In the far north of Arizona, the Vermilion Cliffs provide the most visible feature in one of the five new BLM-administered national monuments that were established in 2000. Like the others, the Vermilion Cliffs National Monument is marked only by a few signposts and is likely to remain without any particular visitor facilities or other improvements – this is a place for people to explore by themselves, though still most tourists zip by on US 89 or US 89A, en route between Zion National Park, the Grand Canyon and Lake Powell, without stopping in this scenic region.

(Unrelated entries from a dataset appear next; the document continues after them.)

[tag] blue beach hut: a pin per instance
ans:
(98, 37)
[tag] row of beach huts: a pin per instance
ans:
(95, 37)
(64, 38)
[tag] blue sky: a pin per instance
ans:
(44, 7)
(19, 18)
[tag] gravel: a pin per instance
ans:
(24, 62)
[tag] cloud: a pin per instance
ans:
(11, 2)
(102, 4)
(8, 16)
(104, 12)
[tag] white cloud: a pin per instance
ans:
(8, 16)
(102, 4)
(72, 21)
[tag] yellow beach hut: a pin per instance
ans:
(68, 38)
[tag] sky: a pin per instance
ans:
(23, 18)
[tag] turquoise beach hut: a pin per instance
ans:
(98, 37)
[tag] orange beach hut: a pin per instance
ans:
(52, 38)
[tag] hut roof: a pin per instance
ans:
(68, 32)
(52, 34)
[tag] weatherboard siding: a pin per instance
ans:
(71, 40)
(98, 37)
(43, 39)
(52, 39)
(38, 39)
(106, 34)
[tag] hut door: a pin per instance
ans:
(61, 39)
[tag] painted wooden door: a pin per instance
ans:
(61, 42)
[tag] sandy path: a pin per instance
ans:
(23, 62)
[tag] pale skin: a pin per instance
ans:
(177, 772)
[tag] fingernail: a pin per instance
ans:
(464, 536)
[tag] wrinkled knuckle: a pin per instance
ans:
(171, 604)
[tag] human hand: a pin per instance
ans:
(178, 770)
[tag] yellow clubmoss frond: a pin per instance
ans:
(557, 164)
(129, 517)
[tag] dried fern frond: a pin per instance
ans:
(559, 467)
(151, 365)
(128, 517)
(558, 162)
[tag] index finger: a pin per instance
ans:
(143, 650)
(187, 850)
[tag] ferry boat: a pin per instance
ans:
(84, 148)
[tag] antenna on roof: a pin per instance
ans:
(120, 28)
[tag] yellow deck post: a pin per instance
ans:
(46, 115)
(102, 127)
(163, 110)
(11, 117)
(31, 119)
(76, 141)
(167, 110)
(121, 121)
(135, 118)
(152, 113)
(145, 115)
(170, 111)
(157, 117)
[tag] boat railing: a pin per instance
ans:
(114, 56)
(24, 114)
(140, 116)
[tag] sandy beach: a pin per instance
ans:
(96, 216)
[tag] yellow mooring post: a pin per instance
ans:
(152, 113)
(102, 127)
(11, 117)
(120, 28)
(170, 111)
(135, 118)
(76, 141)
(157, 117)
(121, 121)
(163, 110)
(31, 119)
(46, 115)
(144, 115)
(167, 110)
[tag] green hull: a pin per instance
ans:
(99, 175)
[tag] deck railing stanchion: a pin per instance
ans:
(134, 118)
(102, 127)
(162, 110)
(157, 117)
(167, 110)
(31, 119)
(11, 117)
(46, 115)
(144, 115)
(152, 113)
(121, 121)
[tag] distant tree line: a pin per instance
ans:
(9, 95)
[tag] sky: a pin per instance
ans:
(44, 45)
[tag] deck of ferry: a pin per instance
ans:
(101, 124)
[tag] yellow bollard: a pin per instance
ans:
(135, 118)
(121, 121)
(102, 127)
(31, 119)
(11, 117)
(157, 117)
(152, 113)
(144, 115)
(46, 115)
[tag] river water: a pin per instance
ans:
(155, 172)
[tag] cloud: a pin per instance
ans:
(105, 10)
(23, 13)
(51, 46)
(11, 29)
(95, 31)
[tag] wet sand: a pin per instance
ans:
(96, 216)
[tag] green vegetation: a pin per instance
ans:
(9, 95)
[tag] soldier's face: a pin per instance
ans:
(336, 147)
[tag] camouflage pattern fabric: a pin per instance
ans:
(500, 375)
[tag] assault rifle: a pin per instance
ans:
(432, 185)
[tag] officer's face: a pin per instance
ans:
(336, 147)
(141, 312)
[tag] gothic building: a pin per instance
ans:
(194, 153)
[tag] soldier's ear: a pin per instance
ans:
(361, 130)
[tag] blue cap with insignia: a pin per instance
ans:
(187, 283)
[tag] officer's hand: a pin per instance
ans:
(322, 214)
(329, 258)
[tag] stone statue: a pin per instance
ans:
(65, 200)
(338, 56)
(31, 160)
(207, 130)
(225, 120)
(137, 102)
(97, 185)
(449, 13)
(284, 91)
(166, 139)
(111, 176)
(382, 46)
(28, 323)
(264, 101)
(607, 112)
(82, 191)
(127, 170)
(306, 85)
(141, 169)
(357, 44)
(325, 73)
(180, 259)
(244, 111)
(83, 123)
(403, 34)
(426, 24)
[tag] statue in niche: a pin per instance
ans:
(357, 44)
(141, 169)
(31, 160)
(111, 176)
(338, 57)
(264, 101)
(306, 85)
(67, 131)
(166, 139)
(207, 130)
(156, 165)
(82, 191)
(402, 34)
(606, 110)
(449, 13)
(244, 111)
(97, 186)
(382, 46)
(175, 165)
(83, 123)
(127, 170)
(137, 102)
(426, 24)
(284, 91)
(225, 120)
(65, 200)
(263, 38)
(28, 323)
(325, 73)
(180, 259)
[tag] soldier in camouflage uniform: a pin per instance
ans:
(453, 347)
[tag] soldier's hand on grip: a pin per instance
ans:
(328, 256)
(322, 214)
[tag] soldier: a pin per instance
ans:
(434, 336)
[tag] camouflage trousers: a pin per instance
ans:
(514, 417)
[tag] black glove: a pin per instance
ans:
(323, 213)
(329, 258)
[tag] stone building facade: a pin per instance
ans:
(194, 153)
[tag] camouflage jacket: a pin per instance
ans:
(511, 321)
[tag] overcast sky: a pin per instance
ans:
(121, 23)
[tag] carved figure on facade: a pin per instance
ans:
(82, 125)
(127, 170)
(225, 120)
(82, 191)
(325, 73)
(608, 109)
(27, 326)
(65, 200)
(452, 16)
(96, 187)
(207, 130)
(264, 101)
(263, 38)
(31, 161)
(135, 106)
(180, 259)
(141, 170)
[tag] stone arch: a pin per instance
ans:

Much of the area is an isolated plateau, flat and sandy, with just a few scattered ranches and occasional 12th century Anasazi remains – known as the Sand Hills, access is very limited and there are no obvious attractions here. The most interesting parts are the edges, as at the top is the Buckskin Gulch, the longest slot canyon in the Southwest, followed by the lower Paria River Gorge, a deep, watery canyon that rivals any in the much more famous Zion National Park. The west edge of the plateau is formed by a long ridge of eroded, upturned strata (the Coxcomb) which has much colorful, weathered rock formations including ‘The Wave’, while the south and east edges are formed by the Vermilion Cliffs themselves, which must be one of the most spectacular and extensive cliff faces in the US – unusually colorful because of the especially variegated Chinle Formation that forms the lower strata, the escarpment runs for over 30 miles and reaches heights of 2,000 feet. Further to the southeast, the land is quite flat for 100 miles or more though is split by the Colorado River, at the start of its Grand Canyon.